By Judy Siegel-Itzkovich
The severe shortage of donated organs, especially kidneys, has forced transplant surgeons to think of ways to increase the supply. One way, which has been successfully adopted in Spain, is to up the age limit for donors.
Some donated kidneys come from patients who died from stroke, which - unlike road accidents - leaves their kidneys intact. While strokes occasionally occur in patients under 50, most potential kidney donors are middle aged or beyond - so the supply is automatically limited.
Doctors at the Rabin Medical Center, Sheba Hospital, Ichilov Hospital, Hadassah-University Hospital, Rambam Hospital, and Soroka Hospital, along with experts from Israel Transplant, write in the May issue of IMAJ, the English-language Israel Medical Association Journal, that the extension of the age for donating a kidney permits a significant increase in the number of transplants.

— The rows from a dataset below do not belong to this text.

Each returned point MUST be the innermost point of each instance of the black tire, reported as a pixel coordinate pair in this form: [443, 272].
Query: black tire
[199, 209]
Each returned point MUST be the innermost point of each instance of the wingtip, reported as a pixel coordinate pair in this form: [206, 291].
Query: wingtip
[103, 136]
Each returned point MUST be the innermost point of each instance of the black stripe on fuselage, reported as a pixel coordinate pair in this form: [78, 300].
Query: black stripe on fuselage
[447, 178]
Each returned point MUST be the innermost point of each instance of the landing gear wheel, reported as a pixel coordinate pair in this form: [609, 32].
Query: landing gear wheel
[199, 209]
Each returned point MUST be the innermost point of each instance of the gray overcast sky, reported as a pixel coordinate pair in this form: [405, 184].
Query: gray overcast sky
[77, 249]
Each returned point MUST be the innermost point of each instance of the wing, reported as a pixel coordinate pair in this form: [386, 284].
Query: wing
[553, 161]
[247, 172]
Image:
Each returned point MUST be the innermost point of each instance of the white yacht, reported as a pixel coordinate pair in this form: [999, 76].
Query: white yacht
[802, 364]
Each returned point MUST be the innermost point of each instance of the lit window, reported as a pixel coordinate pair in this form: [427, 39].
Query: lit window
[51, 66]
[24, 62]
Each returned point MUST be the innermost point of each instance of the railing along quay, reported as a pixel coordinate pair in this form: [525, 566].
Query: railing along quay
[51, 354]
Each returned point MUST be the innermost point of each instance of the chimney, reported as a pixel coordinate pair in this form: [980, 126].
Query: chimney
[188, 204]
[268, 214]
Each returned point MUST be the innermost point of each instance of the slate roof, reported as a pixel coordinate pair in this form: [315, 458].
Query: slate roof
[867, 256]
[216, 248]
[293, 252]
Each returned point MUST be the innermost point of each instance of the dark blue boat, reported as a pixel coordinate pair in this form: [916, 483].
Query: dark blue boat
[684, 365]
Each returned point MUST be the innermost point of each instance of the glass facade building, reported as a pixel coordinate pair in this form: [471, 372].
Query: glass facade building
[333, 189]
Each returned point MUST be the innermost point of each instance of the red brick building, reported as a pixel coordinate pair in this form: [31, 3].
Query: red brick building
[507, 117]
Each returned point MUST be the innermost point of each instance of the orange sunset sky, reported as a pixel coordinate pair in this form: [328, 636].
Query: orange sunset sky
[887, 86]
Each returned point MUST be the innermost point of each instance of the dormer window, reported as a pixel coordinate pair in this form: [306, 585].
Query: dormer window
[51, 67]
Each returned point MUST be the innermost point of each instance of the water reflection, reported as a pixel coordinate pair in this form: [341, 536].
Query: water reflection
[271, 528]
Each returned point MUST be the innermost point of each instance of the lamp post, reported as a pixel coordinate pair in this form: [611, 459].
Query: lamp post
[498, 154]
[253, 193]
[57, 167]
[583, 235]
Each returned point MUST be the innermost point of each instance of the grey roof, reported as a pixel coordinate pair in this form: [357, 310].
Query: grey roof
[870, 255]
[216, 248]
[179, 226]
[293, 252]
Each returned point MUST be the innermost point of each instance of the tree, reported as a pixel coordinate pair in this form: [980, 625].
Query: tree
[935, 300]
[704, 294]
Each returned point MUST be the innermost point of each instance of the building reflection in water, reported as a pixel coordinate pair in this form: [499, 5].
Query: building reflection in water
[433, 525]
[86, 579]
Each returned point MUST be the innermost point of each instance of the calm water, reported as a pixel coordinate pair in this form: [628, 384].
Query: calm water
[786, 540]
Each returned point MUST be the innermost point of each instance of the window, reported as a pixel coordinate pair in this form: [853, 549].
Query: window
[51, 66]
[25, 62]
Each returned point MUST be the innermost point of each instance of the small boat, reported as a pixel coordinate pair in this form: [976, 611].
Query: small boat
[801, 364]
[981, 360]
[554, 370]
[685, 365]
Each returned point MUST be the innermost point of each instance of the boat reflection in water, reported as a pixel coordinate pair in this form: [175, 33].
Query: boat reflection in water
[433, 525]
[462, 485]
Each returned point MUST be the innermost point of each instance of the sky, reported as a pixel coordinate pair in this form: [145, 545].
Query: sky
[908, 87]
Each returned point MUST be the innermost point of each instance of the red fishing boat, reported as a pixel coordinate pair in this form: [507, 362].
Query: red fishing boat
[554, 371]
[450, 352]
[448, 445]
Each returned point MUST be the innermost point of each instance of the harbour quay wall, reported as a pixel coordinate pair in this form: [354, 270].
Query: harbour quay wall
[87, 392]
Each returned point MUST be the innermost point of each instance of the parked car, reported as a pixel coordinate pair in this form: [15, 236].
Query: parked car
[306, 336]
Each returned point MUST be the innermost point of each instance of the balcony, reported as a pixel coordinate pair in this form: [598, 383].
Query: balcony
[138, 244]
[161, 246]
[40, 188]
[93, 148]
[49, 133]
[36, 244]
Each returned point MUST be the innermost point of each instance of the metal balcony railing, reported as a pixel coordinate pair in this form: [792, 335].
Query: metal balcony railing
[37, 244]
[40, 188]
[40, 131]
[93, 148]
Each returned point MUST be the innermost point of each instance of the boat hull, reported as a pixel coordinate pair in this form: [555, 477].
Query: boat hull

Unselective use of kidneys from donors over 50, however, is associated with higher risk of delayed function and less-than-optimum functioning of the organ. A more careful functional assessment of kidneys from "aged" donors by conducting various measurements can help select suitable donors from this age group, they write.
Many older people suffer from atherosclerosis, high blood pressure, and diabetes, and these disorders can reduce kidney function; when their kidneys are transplanted, there may be a poorer outcome than when the donor was below 50.
In Spain, the use of organs from older donors has led to a significant increase in the number of transplants.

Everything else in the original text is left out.